Clearwater Analytics is looking for a technical expert in building out and refining the DevOps discipline within an enterprise SaaS environment, someone who is focused on continuous integration, continuous deployment and promoting the productivity of all of Engineering. As a Site Reliability Engineer, you will be building, evolving, and operating the infrastructure automation platform used to power our Services. You will need to ensure that our production environment is operating and performing optimized and efficiently; and that software is released and deployed in an efficient and streamlined manner, from development all the way to production. This is a hands-on operational role with a balanced amount of tool and infrastructure development, including advanced scripting and automation. You will be supporting our systems/ security/ tools/ processes infrastructure – on premises or external cloud, and support the entire stack for our service offering.
- Design, develop and deliver software to improve the availability, scalability, latency, and efficiency of Clearwater Analytics’ services.
- Solve problems relating to mission critical services and build automation to prevent problem recurrence; with the goal of automating response to all non-exceptional service conditions.
- Work with engineering to deploy and operate cloud services and related projects from development to production
- Maintenance and configuration of internal applications and a number of data security and data management processes.
- Influence and create new designs, architectures, standards and methods for large-scale distributed systems.
- Engage in service capacity planning and demand forecasting, software performance analysis and system tuning.
- Conduct periodic on call duties.
- Assertiveness & creative ideas are mandatory.
- Excellent interpersonal skills suitable for user support, including the ability to lead projects with peer-level engineers/managers.
- Exceptional communication skills – both written and oral (one-on-one and group).
- Strong analytical, problem-solving, and decision-making skills.
- Must have self-starting personality, unafraid to display initiative and innovation on the job.
- Experience in one or more of: Java or scripting experience in Shell and Python
- Experience working with Unix/Linux systems from kernel to shell and beyond, with experience working with system libraries, file systems, and client-server protocols
- Understanding of Automation tools: Jenkins, Gitlab, Artifactory, Jira
- Networking: experience with network theory e.g. TCP/IP, UDP, ICMP, etc., MAC addresses, IP packets, DNS, OSI layers, and load balancing
- Knowledge on Cloud-based services - preferably AWS including but not limited to: EC2, S3, Cloudfront, EBS, SQS, etc.

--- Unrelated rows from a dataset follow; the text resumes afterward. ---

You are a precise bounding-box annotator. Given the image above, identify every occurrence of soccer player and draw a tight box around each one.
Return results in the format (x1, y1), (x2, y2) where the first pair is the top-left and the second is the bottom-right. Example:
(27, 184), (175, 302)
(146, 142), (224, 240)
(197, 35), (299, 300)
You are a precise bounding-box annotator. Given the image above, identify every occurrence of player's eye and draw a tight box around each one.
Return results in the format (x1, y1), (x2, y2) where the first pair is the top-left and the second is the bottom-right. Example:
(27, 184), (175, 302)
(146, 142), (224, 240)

- Knowledge of configuration management tools to help you manage software and system changes repeatedly and predictably (Puppet, Chef, Docker, Salt, Automated Testing).

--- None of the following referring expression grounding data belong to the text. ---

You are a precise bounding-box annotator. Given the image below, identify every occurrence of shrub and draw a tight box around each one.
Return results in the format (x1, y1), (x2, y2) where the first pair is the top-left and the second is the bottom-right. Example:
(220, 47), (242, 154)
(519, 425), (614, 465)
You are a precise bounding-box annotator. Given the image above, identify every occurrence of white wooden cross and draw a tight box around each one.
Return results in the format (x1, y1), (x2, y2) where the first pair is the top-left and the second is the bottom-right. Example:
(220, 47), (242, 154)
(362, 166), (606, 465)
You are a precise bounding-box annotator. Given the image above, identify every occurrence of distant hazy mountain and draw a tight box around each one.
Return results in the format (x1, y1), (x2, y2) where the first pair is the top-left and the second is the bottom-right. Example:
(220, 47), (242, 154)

- Experience in analysis and building metrics gathering systems (Newrelic, Datadog, AppDynamics, etc)
- MS in Computer Science or a related field OR BS (4 yr) in Computer Science or a related field with 3+ years of experience directly related to the duties and responsibilities specified.

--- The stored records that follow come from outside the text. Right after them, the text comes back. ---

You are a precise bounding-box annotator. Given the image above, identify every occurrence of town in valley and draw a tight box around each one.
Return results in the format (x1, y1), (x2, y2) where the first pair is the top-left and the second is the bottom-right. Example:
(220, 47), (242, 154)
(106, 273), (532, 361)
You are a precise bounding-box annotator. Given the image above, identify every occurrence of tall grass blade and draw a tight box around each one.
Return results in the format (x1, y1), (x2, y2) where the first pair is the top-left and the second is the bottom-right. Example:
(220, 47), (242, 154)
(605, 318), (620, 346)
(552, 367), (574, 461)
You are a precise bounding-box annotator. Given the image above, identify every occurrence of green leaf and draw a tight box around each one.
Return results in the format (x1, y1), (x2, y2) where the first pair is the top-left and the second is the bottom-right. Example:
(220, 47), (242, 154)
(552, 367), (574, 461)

- Expertise in designing, analyzing and troubleshooting large-scale distributed systems.
- In-depth knowledge of operating systems (processes, threads, concurrency issues, locks, mutexes, semaphores, monitors and how they work).
- Familiarity with algorithms, data structures and complexity analysis.
- Systematic problem solving approach, coupled with a strong sense of ownership and drive.
- Ability to manage multiple projects with competing priorities.
- A track record of maintaining and improving skills in existing and emerging open source technologies through training or self-research.
- Love to learn, enjoy troubleshooting and thinking through complicated problems.
- Ability to manage time effectively in a fast-paced, customer-focused, changing environment.
- Comfortable with collaboration, open communication and reaching across functional borders.
- Willingness and ability to maintain a positive, quality-oriented, reliable, and flexible attitude.
- Willingness and ability to do what it takes to achieve objectives, including off-hours support or tasks.